Seamax Capital Management has fixed a pair of older 8,000-teu vessels on three-year periods at massively improved rates.
The 8,208-teu Seamax Westport (built 2007) and 8,533-teu Seamax Stratford (built 2006) have been taken for 36 months at about $37,500 and $38,500 per day, respectively.
The two vessels have been fixed with China’s Cosco Shipping Lines and its Hong Kong subsidiary Orient Overseas Container Line, commonly known as OOCL.
The rate marks a jump of more than $6,000 per day on a similar deal that US-based Seamax concluded barely a month ago.

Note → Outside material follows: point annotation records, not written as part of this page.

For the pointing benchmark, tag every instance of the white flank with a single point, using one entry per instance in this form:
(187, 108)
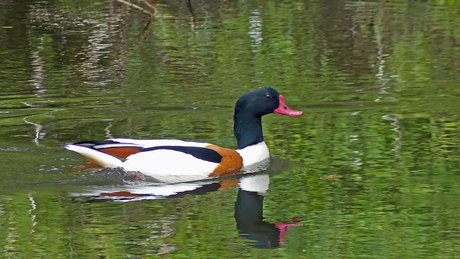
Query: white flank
(254, 154)
(170, 166)
(103, 159)
(257, 183)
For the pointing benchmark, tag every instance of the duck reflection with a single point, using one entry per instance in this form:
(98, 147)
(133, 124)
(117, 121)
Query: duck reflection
(248, 206)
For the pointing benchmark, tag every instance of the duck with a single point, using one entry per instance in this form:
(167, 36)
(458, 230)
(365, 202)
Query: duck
(170, 160)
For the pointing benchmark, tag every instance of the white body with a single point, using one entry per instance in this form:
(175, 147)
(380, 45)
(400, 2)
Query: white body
(168, 165)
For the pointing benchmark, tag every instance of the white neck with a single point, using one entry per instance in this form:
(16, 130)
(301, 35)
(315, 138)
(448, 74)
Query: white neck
(254, 153)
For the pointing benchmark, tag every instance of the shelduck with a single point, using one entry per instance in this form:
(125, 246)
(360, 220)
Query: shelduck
(167, 160)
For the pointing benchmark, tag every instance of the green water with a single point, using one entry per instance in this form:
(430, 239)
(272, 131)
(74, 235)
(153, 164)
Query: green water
(374, 162)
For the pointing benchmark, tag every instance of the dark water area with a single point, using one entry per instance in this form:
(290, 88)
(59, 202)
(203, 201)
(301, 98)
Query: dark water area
(372, 168)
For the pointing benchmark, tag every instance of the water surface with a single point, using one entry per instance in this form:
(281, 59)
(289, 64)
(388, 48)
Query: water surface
(370, 170)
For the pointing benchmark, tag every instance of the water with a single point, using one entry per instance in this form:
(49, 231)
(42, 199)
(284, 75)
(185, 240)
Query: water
(370, 170)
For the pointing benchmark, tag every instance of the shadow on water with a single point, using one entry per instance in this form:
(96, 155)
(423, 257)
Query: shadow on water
(118, 186)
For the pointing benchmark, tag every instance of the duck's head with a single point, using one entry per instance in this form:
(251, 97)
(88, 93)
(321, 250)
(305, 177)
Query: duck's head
(264, 101)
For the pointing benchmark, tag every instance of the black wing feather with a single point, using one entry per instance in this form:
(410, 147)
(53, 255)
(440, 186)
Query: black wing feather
(202, 153)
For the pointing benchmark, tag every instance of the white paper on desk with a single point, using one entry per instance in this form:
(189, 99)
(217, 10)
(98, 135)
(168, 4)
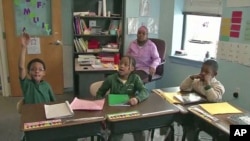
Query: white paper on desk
(81, 104)
(61, 110)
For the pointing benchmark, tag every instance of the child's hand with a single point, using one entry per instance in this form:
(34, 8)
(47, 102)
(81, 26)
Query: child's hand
(207, 79)
(133, 101)
(195, 76)
(25, 38)
(151, 71)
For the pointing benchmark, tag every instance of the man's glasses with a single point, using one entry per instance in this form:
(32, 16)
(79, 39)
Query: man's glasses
(36, 69)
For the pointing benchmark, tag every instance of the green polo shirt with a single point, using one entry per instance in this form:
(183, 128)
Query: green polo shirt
(134, 87)
(36, 92)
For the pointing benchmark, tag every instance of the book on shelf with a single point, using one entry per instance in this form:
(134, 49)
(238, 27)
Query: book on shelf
(105, 49)
(114, 24)
(60, 110)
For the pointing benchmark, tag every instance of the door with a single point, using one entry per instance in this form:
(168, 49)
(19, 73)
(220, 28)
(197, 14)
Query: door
(50, 51)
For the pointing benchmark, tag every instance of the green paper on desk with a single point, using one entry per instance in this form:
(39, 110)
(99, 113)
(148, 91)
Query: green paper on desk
(118, 99)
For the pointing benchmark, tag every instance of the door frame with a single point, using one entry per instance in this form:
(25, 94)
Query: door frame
(3, 58)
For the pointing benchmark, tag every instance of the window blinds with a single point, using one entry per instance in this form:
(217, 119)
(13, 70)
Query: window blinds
(203, 6)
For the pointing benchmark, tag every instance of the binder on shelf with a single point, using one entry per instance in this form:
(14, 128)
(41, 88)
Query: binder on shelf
(60, 110)
(99, 8)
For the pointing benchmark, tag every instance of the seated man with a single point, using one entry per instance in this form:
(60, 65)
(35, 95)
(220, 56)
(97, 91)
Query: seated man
(145, 53)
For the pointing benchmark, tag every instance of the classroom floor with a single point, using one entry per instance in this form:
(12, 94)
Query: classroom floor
(10, 122)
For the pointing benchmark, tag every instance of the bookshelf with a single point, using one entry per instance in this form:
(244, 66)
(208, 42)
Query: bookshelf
(96, 33)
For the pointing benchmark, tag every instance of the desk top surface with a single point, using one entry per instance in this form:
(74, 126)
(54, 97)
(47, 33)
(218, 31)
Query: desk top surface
(153, 106)
(35, 113)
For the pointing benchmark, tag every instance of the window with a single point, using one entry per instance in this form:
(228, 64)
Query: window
(200, 35)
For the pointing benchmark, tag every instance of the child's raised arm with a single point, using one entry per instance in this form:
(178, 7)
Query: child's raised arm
(25, 38)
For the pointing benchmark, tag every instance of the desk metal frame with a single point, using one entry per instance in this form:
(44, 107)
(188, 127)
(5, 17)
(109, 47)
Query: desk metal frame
(67, 131)
(156, 113)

In December, Seamax fixed the 8,384-teu Seamax Darien (built 2003) and 8,478-teu Seamax Greenwich (built 2004) with Mediterranean Shipping Co (MSC).
Charter rates for those deals were approximately $31,000 per day, brokers said.
Six months ago, similar vessels were earning closer to $12,000 per day.
But surging demand and limited supply have given owners the confidence to push for longer charters of up to five years at rates significantly in excess of $40,000 per day, brokers said.
Midsize ships hit $30,000 per day
Lines have so far held back from taking ships for five years. Some of them, led by MSC and Taiwan's Wan Hai Lines, have bought their own tonnage rather than take vessels on lengthy expensive charters.
But owners believe they are not under pressure to fix ships in a market that is trading way above its pre-Covid-19 highs, brokers said.
This has seen new benchmarks of $30,000 per day breached by boxships in the 5,600-teu to 6,000-teu category.
Greece’s Danaos Shipping fixed the 5,610-teu Suez Canal (built 2002) with Hong Kong-based operator TS Lines for 24 months at a rate of about $30,000 per day.
More modern wide-beam designs are cashing in.
German owner Reederei Hamburger Lloyd extended the 4,620-teu RHL Concordia (built 2011) for 18 months with Cosco at $30,000 per day.
That led to some owners indicating rates of around $35,000 for shorter periods, brokers said. Other owners are prepared to offer a discounted rate for longer three and four-year charters.
Panamax boxships power-on
Both rates and periods for traditional panamax boxships are picking up.
The 4,250-teu Kota Layang (built 2009) is fixed for 12 months to OOCL at $25,100 per day, while some ships have obtained two-year fixtures at slightly lower rates.
Global Ship Lease fixed the 4,256-teu Spyros V (built 2011) with Israeli operator Zim for 26 to 28 months at $22,750 per day.
Period rates for baby-panamax vessels of 3,500 teu have also risen, while average charter lengths have increased to well over a year, brokers said.
Danaos fixed the 3,398-teu Express Black Sea (built 2011) and Express Spain (built 2010) with Cosco for 12 months at more than $20,000 per day, brokers added.
Ships of 2,500 teu have breached the threshold of $17,000 per day for 12 months or more for shorter fixtures.
That includes the 2,553-teu St Island (built 2010) fixed for two to four months with Hapag-Lloyd at $26,500 per day.
Smaller boxships with modern eco-designs are still fetching firm rates.
The 1,730-teu Nordocelot (built 2014) has been taken for six to eight months by France's CMA CGM at $17,250 per day.
At the same time, rates for smaller 1,000-teu vessels have passed the $10,000-per-day barrier.
The 1,100-teu Asiatic Liberty (built 2007) is said to have been fixed for 11 to 13 months with Israeli operator Zim at $10,000 per day.
The longevity of the charter rate recovery is still open to question, but the number of idle ships remains very low.
Just 144 vessels of 645,422 teu — or 2.7% of the cellular fleet — is inactive, according to Alphaliner. Half of those vessels are in shipyards.
There are also signs that the Chinese New Year holidays could have less of a dampening effect than in the past.
Container freight rates remain at record levels as the liner sector enters what is traditionally a slacker period.
But the number of blank sailings announced for the Asian holidays in mid-February is noticeably lower than in previous years, Alphaliner said.
Chinese forwarders have also claimed that some factories will stay open in a bid to clear the inventory build-up resulting from the shortage of equipment, according to MSI Horizon.
“While a correction in spot rates will arrive in 2021, the Lunar New Year may not yet be the trigger," the analyst said.